No doubt Intelligence is beautiful; it is the most beautiful of things, since it is illuminated by a pure light, since it shines with a pure splendor, and contains the intelligible beings of which our world, in spite of its beauty, is but an adumbration and image. The intelligible world is located in a region resplendent with clearness, where is nothing either obscure or indefinite, where, within itself, it enjoys a blissful life. It entrances the human gaze, especially when one knows how to commune with it. But just as a view of heaven, and the splendor of the stars leads one to seek and conceive their author, likewise the contemplation of the intelligible world, and the fascination it exerts leads (the beholder) to seek its author.

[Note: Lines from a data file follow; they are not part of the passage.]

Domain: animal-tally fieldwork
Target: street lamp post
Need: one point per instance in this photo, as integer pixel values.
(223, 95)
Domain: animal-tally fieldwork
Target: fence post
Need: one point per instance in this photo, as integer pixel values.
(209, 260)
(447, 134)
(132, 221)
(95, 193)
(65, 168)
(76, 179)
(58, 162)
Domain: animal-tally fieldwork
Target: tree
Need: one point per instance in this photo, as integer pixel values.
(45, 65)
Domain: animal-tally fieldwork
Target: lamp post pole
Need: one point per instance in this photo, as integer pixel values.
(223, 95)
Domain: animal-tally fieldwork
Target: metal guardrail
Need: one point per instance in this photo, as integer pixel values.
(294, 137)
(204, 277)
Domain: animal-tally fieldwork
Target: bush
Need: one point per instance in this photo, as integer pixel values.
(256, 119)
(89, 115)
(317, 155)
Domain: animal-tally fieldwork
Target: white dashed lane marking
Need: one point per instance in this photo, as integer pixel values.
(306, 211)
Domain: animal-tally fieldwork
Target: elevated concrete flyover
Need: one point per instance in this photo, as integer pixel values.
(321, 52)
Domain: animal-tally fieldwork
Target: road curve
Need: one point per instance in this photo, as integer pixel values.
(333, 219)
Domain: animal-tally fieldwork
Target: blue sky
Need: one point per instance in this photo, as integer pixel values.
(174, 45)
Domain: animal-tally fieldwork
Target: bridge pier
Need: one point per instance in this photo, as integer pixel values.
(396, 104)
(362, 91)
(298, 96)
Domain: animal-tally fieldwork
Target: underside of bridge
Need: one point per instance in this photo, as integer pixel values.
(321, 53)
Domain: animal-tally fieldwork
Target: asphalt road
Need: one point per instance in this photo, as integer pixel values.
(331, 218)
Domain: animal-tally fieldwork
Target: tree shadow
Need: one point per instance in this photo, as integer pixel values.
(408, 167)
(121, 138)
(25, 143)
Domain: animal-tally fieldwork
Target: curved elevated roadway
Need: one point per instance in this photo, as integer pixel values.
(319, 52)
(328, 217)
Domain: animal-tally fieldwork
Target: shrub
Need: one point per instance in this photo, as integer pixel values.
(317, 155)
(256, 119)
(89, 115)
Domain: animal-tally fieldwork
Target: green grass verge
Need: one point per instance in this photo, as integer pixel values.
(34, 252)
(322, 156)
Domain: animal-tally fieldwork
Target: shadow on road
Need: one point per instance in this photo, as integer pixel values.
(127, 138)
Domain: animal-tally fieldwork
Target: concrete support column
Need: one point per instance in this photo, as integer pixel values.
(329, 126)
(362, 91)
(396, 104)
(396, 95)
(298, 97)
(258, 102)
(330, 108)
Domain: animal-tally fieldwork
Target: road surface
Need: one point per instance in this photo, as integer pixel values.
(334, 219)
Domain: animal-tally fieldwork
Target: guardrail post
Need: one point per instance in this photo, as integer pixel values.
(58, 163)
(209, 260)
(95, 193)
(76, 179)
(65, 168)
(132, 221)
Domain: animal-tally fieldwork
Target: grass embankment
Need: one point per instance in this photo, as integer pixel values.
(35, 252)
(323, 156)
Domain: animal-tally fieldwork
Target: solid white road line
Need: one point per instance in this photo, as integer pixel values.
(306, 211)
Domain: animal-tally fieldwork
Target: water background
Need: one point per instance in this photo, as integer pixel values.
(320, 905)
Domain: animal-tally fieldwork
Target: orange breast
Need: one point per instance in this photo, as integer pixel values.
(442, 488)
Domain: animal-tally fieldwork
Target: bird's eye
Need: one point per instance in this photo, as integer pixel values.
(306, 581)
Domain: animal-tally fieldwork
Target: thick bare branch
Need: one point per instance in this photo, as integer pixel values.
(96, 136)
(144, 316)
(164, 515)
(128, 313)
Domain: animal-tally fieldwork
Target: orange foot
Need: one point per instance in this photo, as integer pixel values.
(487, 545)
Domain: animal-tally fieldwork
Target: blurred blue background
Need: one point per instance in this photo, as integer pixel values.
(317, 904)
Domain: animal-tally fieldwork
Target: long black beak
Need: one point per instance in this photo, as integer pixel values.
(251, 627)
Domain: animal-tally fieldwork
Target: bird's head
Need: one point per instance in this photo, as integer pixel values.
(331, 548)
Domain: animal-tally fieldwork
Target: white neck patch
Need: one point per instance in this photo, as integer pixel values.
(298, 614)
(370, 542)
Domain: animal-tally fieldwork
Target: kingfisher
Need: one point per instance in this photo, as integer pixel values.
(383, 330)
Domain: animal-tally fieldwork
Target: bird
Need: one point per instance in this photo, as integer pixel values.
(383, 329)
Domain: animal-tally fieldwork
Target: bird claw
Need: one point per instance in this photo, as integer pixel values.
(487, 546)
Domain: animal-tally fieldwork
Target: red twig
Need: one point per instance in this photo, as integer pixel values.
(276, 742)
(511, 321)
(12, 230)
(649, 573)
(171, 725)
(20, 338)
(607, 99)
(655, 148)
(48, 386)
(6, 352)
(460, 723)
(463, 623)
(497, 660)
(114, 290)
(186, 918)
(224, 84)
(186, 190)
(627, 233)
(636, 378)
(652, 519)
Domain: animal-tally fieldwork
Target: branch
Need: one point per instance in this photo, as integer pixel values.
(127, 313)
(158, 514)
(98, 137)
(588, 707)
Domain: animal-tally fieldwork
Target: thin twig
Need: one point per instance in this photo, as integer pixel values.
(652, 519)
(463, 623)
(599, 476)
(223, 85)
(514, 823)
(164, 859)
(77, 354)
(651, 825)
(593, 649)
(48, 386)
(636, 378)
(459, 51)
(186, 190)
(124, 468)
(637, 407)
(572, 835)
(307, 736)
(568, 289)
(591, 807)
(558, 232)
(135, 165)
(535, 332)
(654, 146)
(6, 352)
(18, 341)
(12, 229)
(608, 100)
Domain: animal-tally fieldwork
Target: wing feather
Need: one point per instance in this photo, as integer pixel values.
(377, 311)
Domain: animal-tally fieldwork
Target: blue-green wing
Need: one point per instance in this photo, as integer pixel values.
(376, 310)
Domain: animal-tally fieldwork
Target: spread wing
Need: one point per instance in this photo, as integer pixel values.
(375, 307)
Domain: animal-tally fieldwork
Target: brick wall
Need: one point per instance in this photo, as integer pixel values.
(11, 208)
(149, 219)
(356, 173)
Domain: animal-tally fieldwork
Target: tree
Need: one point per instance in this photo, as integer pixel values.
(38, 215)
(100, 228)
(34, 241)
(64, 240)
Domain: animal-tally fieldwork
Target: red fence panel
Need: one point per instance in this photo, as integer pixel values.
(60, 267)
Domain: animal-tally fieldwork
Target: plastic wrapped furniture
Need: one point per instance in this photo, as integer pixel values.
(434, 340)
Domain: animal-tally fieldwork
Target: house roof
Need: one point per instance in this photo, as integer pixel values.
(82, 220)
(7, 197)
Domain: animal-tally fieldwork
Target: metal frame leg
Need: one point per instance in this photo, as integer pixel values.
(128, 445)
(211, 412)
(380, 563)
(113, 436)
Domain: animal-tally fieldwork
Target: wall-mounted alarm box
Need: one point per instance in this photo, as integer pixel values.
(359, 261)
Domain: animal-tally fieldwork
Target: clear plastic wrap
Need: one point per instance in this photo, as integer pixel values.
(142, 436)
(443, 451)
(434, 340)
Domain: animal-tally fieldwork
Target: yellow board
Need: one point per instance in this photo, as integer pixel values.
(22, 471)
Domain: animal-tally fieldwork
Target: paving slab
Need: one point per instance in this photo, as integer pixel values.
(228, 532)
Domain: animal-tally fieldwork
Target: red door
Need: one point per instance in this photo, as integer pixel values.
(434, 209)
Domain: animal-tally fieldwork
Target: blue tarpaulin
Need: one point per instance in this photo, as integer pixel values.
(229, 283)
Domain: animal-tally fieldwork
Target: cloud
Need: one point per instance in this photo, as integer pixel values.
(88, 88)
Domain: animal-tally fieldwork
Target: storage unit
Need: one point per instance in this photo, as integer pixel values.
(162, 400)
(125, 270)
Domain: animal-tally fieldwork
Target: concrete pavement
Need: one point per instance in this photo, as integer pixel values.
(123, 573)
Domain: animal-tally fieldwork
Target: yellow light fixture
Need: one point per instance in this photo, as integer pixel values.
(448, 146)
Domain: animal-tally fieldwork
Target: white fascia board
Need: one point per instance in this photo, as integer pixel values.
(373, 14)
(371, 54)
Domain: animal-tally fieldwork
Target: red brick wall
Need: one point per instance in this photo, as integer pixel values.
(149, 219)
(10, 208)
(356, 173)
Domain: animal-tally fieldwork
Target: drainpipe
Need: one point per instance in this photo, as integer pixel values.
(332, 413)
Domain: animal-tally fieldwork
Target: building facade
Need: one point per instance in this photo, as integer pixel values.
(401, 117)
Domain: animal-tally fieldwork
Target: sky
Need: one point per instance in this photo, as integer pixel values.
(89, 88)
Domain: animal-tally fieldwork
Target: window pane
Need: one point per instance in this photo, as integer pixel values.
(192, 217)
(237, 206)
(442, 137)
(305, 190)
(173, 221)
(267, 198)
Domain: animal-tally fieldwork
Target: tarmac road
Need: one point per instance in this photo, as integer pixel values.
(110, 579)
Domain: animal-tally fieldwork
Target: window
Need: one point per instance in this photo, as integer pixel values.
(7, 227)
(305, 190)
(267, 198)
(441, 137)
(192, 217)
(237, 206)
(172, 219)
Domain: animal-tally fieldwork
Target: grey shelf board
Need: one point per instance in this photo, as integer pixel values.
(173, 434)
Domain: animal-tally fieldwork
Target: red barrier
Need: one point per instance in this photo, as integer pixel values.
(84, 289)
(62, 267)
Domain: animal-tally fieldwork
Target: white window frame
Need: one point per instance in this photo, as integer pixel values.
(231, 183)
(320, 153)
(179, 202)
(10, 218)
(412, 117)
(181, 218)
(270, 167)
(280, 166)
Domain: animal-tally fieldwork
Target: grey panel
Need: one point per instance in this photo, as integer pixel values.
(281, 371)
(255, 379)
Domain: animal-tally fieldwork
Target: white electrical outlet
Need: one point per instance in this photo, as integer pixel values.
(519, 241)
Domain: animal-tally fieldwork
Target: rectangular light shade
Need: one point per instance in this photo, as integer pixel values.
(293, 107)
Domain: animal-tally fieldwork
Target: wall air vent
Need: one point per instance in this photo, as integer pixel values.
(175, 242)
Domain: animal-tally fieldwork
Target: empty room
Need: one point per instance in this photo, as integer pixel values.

The question then arises, Who is He who has given existence to the intelligible world? Where and how did He beget this so pure Intellect, this so beautiful son who derives all of his fullness from his father ? This supreme Principle itself is neither Intelligence nor son, but is superior to Intelligence, which is His son. Intelligence, His son, succeeds Him, because the son needs to receive from the father both intellection and fullness, which is his food; so (the son) holds the first rank after Him who has need of nothing, not even intellection. Nevertheless Intelligence possesses fullness and true intellection, because it immediately participates in the Good. -Thus the Good, being above real fulness and intellection, neither possesses them, nor needs them; otherwise, He would not be the Good.

GUTHRIE, K. S. Plotinus: Complete Works: In Chronological Order, Grouped in Four Periods. [single Volume, Unabridged]. [s.l.] CreateSpace Independent Publishing Platform, 2017.